Grace pointed to another positive aspect in the final rules—a flow chart, or decision tree, that will help users allocate items. He said this step-by-step road map will make it easier for a broad range of users to understand them.
However, on the extraordinary items, Grace said the requirement that the partnership allocate extraordinary items among partners in proportion to their interests in that item at the time of the day on which the item occurred, is “taking a step backward from the 2009 regulations and will prove difficult to comply with.” The 2009 rules allowed partnerships to allocate items at the beginning of the calendar day.
“Partnerships transactions involve multiple steps, and practitioners are always trying to figure out the order we want them to occur, but it's very rare that anyone is sitting around saying ‘we want to make sure step B occurs at 2 p.m.,'” he said.

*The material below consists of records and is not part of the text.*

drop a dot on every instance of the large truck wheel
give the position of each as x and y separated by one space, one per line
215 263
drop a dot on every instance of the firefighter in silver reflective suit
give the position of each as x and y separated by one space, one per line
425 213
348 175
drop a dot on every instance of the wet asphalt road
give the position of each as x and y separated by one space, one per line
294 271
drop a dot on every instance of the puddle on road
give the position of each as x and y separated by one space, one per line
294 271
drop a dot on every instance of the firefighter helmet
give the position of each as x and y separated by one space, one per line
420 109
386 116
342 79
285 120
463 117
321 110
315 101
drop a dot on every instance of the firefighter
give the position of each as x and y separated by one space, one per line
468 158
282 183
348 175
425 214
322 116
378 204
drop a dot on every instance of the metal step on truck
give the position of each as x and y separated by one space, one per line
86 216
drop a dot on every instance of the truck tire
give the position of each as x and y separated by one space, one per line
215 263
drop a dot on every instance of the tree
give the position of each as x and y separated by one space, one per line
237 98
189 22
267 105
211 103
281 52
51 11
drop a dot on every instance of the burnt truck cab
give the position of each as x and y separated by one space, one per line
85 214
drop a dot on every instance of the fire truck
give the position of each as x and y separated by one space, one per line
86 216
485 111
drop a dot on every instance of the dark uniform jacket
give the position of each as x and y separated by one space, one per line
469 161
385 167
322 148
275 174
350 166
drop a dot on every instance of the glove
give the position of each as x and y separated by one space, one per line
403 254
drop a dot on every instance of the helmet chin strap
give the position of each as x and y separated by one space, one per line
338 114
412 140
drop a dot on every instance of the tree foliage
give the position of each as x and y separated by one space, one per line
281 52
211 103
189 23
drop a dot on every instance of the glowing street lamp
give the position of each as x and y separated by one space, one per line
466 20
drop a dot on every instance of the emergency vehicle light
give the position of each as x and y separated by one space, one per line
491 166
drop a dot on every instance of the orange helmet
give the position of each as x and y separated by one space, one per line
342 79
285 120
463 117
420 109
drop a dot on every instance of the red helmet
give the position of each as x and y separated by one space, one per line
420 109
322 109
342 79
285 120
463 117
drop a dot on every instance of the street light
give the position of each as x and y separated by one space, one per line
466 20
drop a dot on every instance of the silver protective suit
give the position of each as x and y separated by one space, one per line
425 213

Proposed Rule De Minimis Exception
That issue of timing occurs under both the final and the proposed rules, Grace said. The final rules adopt, with changes, the 2009 rules, whereas the proposed rules are entirely new guidance under certain subsections of Section 706.
The proposed rules interpret Section 706(d)(2) and 706(d)(3), Grace said. The proposed rules deal with the topic of allocating cash-basis items. They cover it from a general perspective for all partnerships and apply special rules for an upper-tier partnership owning an interest in a lower-tier partnership.
The upper-tier/lower-tier part of the rules includes a de minimis exception that isn't in the tax code, making it appear to be a rule of administrative convenience that practitioners will welcome, Grace said. There are also several examples that coordinate with partnership special basis adjustments, under Section 734(b) and 743(b).
The final and proposed rules are set to appear in the Federal Register Aug. 3.